Maintaining a competitive edge
The specter of a potential Rodman departure will always be joined at the hip with the NWSL’s new rule, if only for its timing, but the concern extends beyond the league’s brightest star. She chose to stay while USWNT colleagues like Naomi Girma, Alyssa Thompson and Emily Fox left in recent years, forcing questions of the NWSL’s ability to actually compete with Europe’s most driven clubs.
Berman, as she has for the entirety of her spell in charge of the NWSL, sold the league’s product as a whole — competitive play, an increased number of individualized training facilities and other investments that make the U.S. organization a destination league in the women’s game.
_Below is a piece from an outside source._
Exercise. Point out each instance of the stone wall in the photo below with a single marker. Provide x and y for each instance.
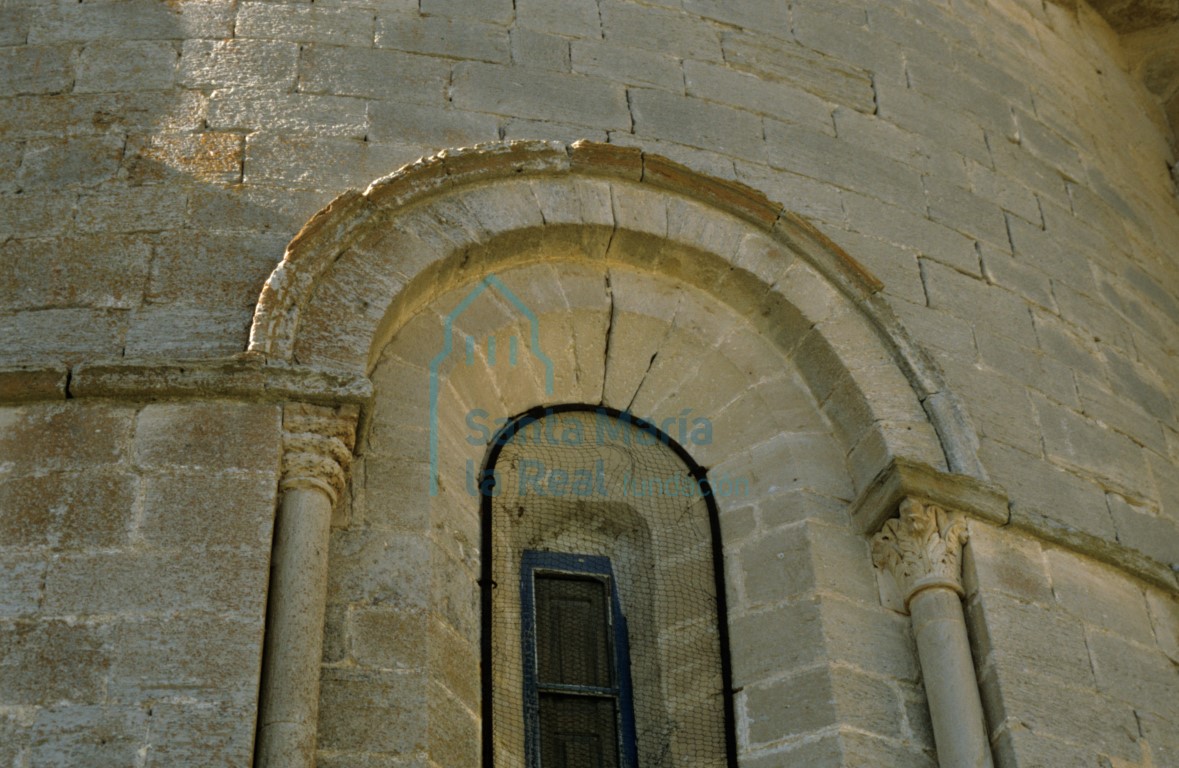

Those investments, she argues, are all in the hopes of bolstering the NWSL’s finances in a way that feeds the league’s entire ecosystem.
“There’s hundreds of millions of dollars being invested in training facilities, in stadiums, in coaches, in training environments, in business staff and to the extent we are unlocking incremental investment in this space, it is our responsibility to make sure that is specifically tailored to our commercial business,” Berman said. “Said in another way? We are a business. We need to generate revenue. What will help support the increase in the revenue streams that are part of the revenue share that the player is benefit from is increasing sponsorship and increasing media rights and it is, in our best judgment, that to the extent, we have the right under the CBA, which we do, to curate a classification of players that has a reduced salary cap charge. It is our responsibility to make sure that those incremental dollars are being used in service of our business objectives.”
Burke is not so sure that the NWSL has done enough to edge out its competitors.
“That’s where I acknowledge the investments that a lot of teams are making and by the way, a lot of infrastructure that is inherited by Arsenal and Chelsea and Manchester United and Man[chester] City, they’re not having to go out and convince local governments to build training facilities because they have one that they use that the men built how many years ago.” Burke said. “I can appreciate the challenges we have in the NWSL and I do think it’s something we’re proud of and our players are proud of, but the one controllable that doesn’t require government approval or a timeline or permitting or whatnot is an increased compensation and that’s why we think our proposal is so reasonable. It’s almost painfully reasonable. $1 million per team [added to the salary cap] is very modest. It’s very modest and we’ve simply said, take what you’re already willing to increase for now and do it the right way. Don’t impose these weird constraints that are going to further hamstring you.”
While the NWSLPA hopes for a higher salary cap that applies to all players, no matter their accolades, it is not the only possible solution Burke has in mind — nor is it her primary ask.
“There are a lot of remedies that an arbitrator could fashion and perhaps that is one remedy that an arbitrator could determine is appropriate here but in all honesty, what we’ve been asking for in every public statement we’ve made is come to the table,” she said. “Bargain in good faith. Bargain in good faith. Just bargain in good faith, what they have not done.”